ASIC themselves admit to numerous prior inquiries to the fund and marketing engine and they did nothing.
It is sadly trio capital all over again.
Must be nice to stand on a high horse?
I agree it may look good but under SIS the trustee has to act in the members best interest.
If Netweath did not pursue a LEGAL and VALID claim for loss via the appropriate channel, surely they are failing in their obligations under SIS?
Also it is an application – the compensation fund will determine if the claim is successful.
I do NOT work for NetWealth but find it hard to stomachache when a quick comment is made without a foundation in understanding the obligations of a trustee.

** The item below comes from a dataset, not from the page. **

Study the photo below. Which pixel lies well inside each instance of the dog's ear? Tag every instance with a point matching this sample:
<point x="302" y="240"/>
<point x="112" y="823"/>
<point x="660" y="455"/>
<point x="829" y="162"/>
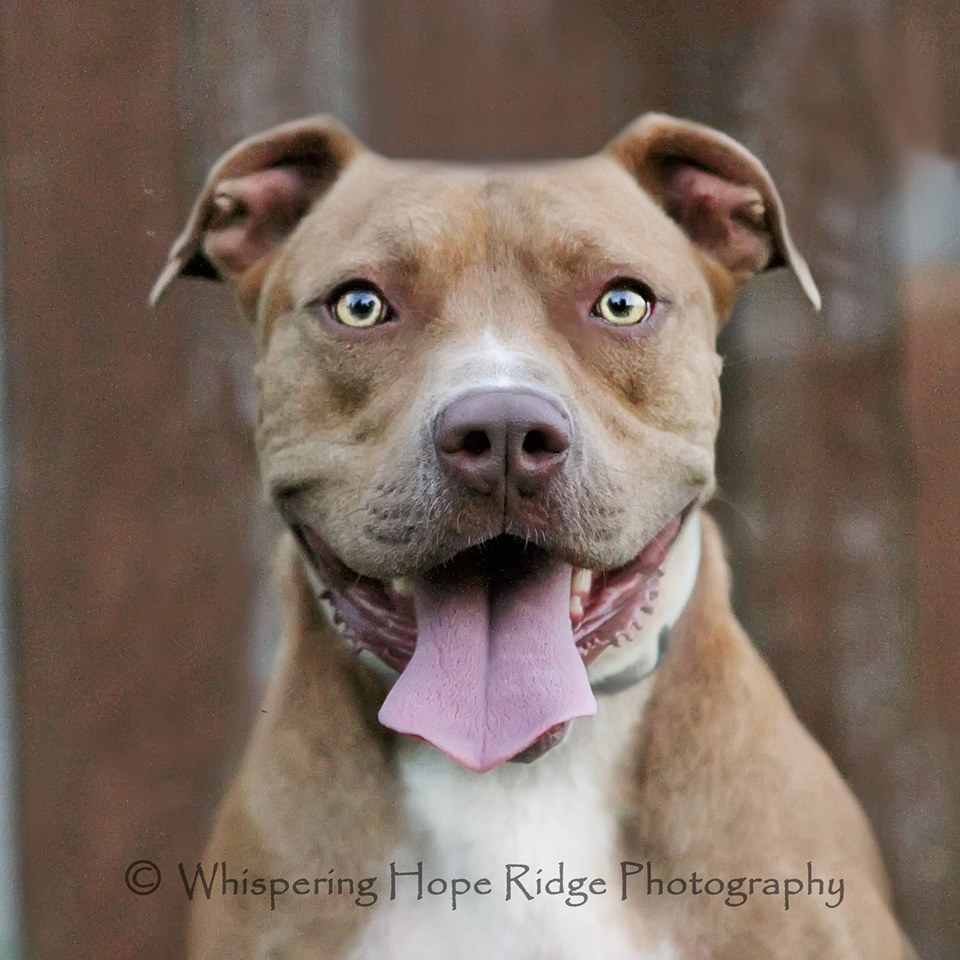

No is the simple answer. First Guardian did not appear on the Netwealth platform by magic. Whilst the end result is the result of fraud, there were plenty of warning signs and the potential lack of the liquidity in the investment should have been a big enough red flag. Poor due diligence by the trustee.
100% agree..Why is it that tax payers are expected to bear the cost of poor administration by the trustees?
Tax payers or financial advisers to foot the bill?
Why is it that innocent advisers are expected (via CSLR) to bear the cost of:
– poor administration by trustees?
– incompetence by research houses?
– conflict and incompetence by licensees?
– incompetence and wilful neglect by ASIC?